Die Mitglieder des Hauptausschusses haben sich am Mittwoch mehrheitlich für diese einheitlichen Hebesätze der Hundesteuer in der Kommune ausgesprochen.

Der Abstimmung voraus ging noch eine Diskussion zur Frage, ob nicht für die Ortsteile, in denen teilweise gegenwärtig noch viel geringere Hebesätze gelten, nicht eine Übergangslösung gefunden werden sollte. „Eine schrittweise Anhebung bietet sich an, dann wäre die Umstellung nicht zu drastisch“, regte Rita Platte an. Hans-Peter Gürnth hielt eine generelle Unterscheidung zwischen den Hebesätzen im Ortsteil Tangerhütte und den umliegenden Orten für angebracht. „Ein Hund gehört zum Dorfbild“, sagte das Ausschussmitglied. Gürnth sprach sich deshalb für die Variante aus, die in der Stadt Genthin gilt. Dort zahlen Hundehalter der umliegenden Orte nur 50 Prozent vom Satz, der in Genthin selbst fällig wird. Peter Nagler (SPD): „Einheitsgemeinde heißt, dass ab einem bestimmten Zeitpunkt für Bewohner aller Ortsteile die gleichen Bestimmungen gelten“. Auch Thomas Kruse vertrat diese Auffassung. „Ich bin froh, dass wir nun eine einheitliche Satzung bekommen“, meinte er.
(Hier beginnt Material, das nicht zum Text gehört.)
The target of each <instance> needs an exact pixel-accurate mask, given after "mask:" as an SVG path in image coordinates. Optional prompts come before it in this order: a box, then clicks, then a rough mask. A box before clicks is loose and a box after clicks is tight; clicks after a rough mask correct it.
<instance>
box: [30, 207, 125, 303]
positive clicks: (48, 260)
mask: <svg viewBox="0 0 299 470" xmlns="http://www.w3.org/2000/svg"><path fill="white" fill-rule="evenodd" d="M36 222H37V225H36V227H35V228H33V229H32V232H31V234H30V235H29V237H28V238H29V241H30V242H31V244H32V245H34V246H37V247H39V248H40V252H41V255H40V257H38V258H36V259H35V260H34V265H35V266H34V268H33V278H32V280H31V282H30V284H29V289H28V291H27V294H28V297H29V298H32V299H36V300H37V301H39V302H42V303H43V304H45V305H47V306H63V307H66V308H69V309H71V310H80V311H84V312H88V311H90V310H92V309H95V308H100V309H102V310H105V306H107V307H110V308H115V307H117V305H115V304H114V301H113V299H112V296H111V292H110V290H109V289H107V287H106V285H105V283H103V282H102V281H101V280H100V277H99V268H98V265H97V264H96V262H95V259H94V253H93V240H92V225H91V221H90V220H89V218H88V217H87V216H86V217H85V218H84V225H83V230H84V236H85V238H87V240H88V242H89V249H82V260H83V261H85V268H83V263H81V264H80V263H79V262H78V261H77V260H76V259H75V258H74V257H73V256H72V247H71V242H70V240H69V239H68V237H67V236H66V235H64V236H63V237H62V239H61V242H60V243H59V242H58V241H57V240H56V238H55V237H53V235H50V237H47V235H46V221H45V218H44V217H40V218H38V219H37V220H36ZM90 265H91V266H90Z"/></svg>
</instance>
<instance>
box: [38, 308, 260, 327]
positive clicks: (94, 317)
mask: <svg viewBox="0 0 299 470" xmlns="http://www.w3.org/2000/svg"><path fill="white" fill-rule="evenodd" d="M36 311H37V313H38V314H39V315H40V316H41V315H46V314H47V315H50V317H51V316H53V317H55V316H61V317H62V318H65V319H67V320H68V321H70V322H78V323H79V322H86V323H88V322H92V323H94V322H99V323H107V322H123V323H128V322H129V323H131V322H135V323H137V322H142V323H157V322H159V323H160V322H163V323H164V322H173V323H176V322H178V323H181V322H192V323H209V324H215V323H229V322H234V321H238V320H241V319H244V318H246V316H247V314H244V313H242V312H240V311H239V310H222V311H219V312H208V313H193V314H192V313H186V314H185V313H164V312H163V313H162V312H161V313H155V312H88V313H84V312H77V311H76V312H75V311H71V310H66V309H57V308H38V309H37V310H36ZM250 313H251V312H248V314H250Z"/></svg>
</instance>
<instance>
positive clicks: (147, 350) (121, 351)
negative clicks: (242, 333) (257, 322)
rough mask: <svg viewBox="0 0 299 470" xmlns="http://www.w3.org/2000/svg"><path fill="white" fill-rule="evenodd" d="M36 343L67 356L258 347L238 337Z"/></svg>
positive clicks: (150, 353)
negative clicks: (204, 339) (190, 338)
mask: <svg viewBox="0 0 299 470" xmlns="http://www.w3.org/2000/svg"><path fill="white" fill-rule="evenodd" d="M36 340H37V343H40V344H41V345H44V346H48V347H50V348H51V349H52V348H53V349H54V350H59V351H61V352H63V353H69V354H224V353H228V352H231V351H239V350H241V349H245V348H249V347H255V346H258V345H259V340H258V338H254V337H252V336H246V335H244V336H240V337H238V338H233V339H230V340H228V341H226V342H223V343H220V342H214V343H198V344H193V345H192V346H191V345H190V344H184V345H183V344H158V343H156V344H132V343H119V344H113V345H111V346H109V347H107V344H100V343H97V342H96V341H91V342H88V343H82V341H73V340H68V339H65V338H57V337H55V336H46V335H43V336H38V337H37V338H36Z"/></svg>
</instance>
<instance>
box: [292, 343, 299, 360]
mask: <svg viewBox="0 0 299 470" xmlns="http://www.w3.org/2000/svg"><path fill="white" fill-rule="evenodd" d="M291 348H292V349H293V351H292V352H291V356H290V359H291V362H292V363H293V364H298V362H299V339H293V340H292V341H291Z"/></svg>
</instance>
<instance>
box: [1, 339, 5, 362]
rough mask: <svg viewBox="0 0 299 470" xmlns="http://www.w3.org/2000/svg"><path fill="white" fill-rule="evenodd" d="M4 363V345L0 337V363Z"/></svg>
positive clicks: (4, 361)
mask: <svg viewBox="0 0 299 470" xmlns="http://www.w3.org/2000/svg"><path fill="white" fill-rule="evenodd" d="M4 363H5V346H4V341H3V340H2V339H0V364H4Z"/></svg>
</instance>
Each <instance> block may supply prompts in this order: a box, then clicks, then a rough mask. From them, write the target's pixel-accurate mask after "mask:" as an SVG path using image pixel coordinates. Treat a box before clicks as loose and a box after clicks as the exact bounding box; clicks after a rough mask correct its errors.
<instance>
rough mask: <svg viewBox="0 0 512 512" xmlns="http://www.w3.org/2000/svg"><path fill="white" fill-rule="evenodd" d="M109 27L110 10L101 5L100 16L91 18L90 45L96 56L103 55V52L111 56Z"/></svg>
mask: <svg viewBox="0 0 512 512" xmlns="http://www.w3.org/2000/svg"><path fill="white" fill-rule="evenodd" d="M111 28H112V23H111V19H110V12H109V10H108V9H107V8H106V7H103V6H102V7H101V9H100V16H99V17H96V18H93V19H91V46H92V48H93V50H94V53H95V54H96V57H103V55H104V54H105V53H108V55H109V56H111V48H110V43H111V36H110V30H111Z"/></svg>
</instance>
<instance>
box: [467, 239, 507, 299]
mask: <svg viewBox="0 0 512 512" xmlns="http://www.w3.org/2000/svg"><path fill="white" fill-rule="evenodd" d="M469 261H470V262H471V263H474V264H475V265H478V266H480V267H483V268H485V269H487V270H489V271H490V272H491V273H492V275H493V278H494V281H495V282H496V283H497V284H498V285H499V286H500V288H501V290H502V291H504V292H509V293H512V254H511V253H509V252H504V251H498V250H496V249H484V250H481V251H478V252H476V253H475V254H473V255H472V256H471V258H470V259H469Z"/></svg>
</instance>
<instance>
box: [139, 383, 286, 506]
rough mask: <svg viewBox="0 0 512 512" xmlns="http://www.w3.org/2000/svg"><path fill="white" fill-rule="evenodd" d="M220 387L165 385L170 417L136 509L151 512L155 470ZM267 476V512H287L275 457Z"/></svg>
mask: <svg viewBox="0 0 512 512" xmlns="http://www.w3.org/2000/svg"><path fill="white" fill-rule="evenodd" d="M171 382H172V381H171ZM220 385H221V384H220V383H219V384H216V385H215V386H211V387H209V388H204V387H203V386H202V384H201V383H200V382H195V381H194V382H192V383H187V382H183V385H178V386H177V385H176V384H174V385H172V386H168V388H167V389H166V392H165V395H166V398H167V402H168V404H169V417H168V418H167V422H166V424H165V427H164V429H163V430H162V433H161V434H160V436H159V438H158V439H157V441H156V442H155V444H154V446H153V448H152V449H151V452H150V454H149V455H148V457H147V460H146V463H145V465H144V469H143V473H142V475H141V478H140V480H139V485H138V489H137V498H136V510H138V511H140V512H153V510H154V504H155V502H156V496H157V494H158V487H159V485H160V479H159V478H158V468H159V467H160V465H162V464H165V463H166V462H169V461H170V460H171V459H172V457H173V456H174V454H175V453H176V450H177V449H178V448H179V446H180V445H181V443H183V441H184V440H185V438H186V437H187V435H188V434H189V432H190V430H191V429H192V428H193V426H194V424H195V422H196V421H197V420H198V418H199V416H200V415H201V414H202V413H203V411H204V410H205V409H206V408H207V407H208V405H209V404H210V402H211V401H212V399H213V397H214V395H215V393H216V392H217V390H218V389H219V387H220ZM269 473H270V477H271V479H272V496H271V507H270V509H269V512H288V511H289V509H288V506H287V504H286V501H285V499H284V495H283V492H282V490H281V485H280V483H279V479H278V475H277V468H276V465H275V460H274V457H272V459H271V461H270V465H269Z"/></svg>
Änderungsbedarf sah Thomas Kruse noch bei den Steuersätzen für Kampfhunde. Anstatt der vorgeschlagenen 200 Euro für den ersten Kampfhund sollten 300 Euro gezahlt werden. Für den zweiten seien 350 Euro und für jeden weiteren 400 Euro zu berappen, fand er. Damit ist die Hemmschwelle, sich einen solchen Hund zuzulegen deutlich höher, sagte Thomas Kruse. Der Ausschuss stimmte seinem Vorschlag zu. Das letzte Wort in der Frage der Hebesätze der Hundesteuer hat nun der Stadtrat. Dieser kommt am 10. Oktober zusammen. Der ursprüngliche Sitzungstermin in der kommenden Woche konnte nicht gehalten werden, weil fünf Stadträte die Einladung nicht rechtzeitig erhielten.